Ed Maina uses his strengths as a multi-instrument performer to create songs that stand out in the realm of contemporary jazz.
Introduction to Ed Maina
Educated at the University of Miami’s Jazz Department, South Florida native Maina gained valuable experience working with some of the best-known names in the music industry. The list of luminaries that grace his resume include: Frank Sinatra, Chaka Khan, Natalie Cole, and Maynard Ferguson. In addition to individual performers, Maina has also worked with groups like The Temptations and The O’Jays.
With a star-studded background, Maina probably couldn’t help but pick up a thing or two about music. Even though he worked with some soul and r&b performers, at its core, Maina’s work on his new album is jazz. However, it is jazz with influences from other genres. Listeners are likely to hear smooth jazz, instrumental pop, Latin jazz, funk, and adult contemporary woven throughout Maina’s songs.
In addition to musical influences, what audiences are likely to determine, is that Maina is a performer who works carefully. For example, the current project began in 2004, and took 13 years to complete.

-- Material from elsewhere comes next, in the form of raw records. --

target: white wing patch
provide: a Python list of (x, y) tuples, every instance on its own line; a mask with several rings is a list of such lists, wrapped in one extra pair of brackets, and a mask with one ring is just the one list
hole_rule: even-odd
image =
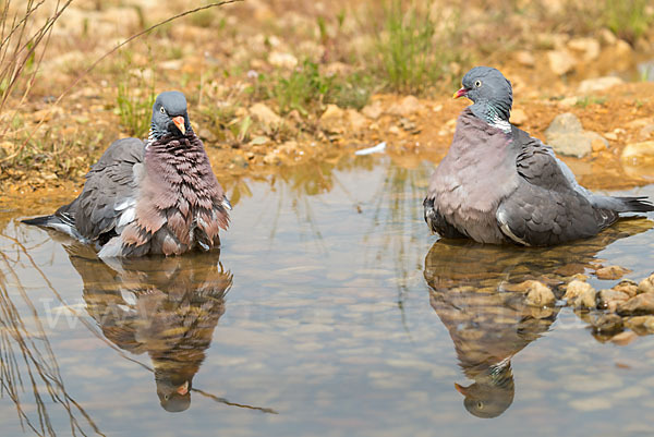
[(507, 223), (507, 217), (501, 209), (497, 209), (497, 213), (495, 214), (495, 218), (497, 219), (497, 222), (499, 223), (499, 229), (501, 229), (501, 232), (505, 235), (507, 235), (509, 239), (513, 240), (516, 243), (520, 243), (525, 246), (531, 246), (531, 244), (529, 244), (526, 241), (519, 238), (511, 231), (511, 229), (509, 228), (509, 224)]
[(118, 223), (116, 224), (116, 232), (121, 233), (123, 228), (134, 221), (136, 217), (136, 208), (130, 207), (125, 209), (121, 215)]
[(131, 206), (136, 205), (136, 199), (132, 198), (132, 197), (128, 197), (124, 201), (122, 201), (120, 204), (116, 205), (113, 207), (113, 209), (116, 209), (117, 211), (122, 211), (123, 209), (128, 209)]

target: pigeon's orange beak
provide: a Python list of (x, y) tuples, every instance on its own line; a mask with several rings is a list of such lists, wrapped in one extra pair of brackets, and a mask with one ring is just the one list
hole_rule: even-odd
[(186, 381), (186, 383), (182, 384), (181, 386), (179, 386), (175, 391), (179, 394), (181, 394), (181, 396), (185, 396), (189, 392), (189, 381)]
[(458, 385), (457, 383), (455, 383), (455, 388), (457, 389), (458, 392), (460, 392), (463, 396), (468, 396), (468, 387), (463, 387)]
[(186, 134), (186, 126), (184, 125), (185, 122), (184, 122), (183, 116), (173, 117), (172, 122), (174, 123), (175, 126), (178, 126), (178, 129), (180, 130), (182, 135)]
[(458, 99), (459, 97), (465, 97), (468, 95), (468, 89), (465, 89), (465, 87), (459, 89), (457, 93), (455, 93), (455, 95), (452, 96), (452, 98)]

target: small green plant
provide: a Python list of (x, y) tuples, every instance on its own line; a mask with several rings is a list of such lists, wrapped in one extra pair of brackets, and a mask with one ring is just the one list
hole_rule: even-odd
[(261, 75), (253, 94), (277, 101), (281, 113), (296, 110), (307, 116), (324, 105), (336, 104), (343, 108), (363, 108), (372, 93), (372, 78), (362, 73), (347, 76), (326, 75), (318, 64), (308, 60), (289, 76)]
[(191, 23), (197, 27), (208, 28), (215, 24), (216, 14), (210, 9), (205, 9), (191, 15)]
[[(118, 82), (117, 111), (121, 125), (130, 135), (144, 137), (149, 130), (156, 98), (155, 72), (140, 68), (137, 73), (133, 73), (135, 69), (130, 52), (125, 51), (123, 56), (124, 74)], [(152, 54), (148, 58), (152, 61)]]
[(605, 0), (603, 21), (617, 36), (633, 44), (649, 28), (651, 0)]
[(420, 94), (433, 87), (456, 60), (456, 26), (444, 29), (445, 34), (437, 29), (428, 12), (432, 1), (426, 2), (426, 11), (419, 11), (415, 2), (409, 8), (403, 3), (389, 0), (384, 7), (375, 47), (378, 70), (391, 90)]
[(318, 64), (304, 61), (288, 78), (278, 77), (272, 95), (282, 113), (298, 110), (303, 116), (312, 102), (322, 104), (332, 85), (332, 77), (320, 75)]
[(579, 108), (585, 108), (589, 105), (604, 105), (605, 102), (606, 97), (585, 96), (580, 99), (577, 99), (574, 106)]

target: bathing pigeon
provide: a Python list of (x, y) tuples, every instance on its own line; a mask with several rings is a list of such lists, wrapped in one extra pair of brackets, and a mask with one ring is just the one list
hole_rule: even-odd
[(149, 136), (113, 142), (86, 174), (82, 194), (53, 215), (23, 220), (95, 244), (98, 256), (180, 255), (220, 245), (229, 199), (180, 92), (157, 96)]
[(475, 66), (455, 98), (459, 116), (447, 156), (432, 175), (425, 221), (444, 238), (546, 246), (597, 234), (620, 213), (654, 210), (645, 197), (593, 194), (552, 147), (509, 122), (511, 83)]

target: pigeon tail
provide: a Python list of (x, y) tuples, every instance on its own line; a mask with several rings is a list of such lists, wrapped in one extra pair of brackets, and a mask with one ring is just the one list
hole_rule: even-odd
[(84, 236), (82, 236), (75, 228), (75, 223), (72, 220), (70, 220), (66, 215), (56, 214), (51, 216), (41, 216), (31, 219), (24, 219), (21, 220), (21, 222), (31, 226), (53, 229), (56, 231), (69, 234), (70, 236), (80, 241), (85, 241)]
[(640, 197), (616, 197), (622, 203), (625, 209), (620, 213), (650, 213), (654, 211), (654, 205), (646, 196)]

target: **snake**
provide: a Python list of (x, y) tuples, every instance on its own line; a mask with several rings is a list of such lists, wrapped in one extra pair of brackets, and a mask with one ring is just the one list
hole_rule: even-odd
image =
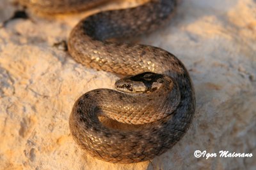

The painstaking effort was worth it—each song offers its own oasis of sound. That feeling of individuality, ironically, helps the cohesiveness of the album. Sometimes instrumental albums (especially instrumental jazz) can sound like one giant song. Here, each song is a well-packaged gift.
The sound of Ed Maina
What pulls the album together is the way Maina and his ensemble members work. The new album is called “In the Company of Brothers,” and with roughly 20 musicians to assist, Maina brings his musical visions to life.
The ensemble members are either related to Maina, or are his close friends. One of the ensemble members is Maina’s daughter, Priscilla. She plays bass flute. Maina plays a host of woodwinds and four registers of saxophone.
In effective smooth jazz the instrumentation often equals movement. Either that the imagery of wind is evoked by the music, or the feeling that people could dance to it is evident. There is a definite sway to “Mi Hermano” (my brother). The exuberant flute reminds me of “Strange Way” by Firefall. (Firefall was a 1970s rock group that incorporated elements like flutes into a traditional rock band sound.) The flute is goaded into playing more excitedly by a piano in its lower keys. The other instruments keep up a contemporary groove, and the flute remains at the forefront of the soundscape. The song is a pleasant surprise for first-time listeners.
While Maina and a few of his fellow players earn most of the songwriting credits on the album, the group tackles an American standard, “Amazing Grace” near the end of the recording. The result is an instrumental adult contemporary sound. At first, there is just a beautiful woodwind line that trills above the earth, or so it seems. At the very least, the sound is lighter and higher than anything else that is playing.
At first, the flute plays alone, and then, horns are added. The sound of storm brews in the background, and listeners realize they are hearing the chorus to the familiar hymn played by woodwinds, and maybe horns. The sounds are soft, and the gently brooding thunder meshes with the instrumentation. The effect is calming and could provoke introspection.
Thirteen years is a long time to work on anything. But the gentle craftsmanship found on “In the Company of Brothers” makes the album worth the wait.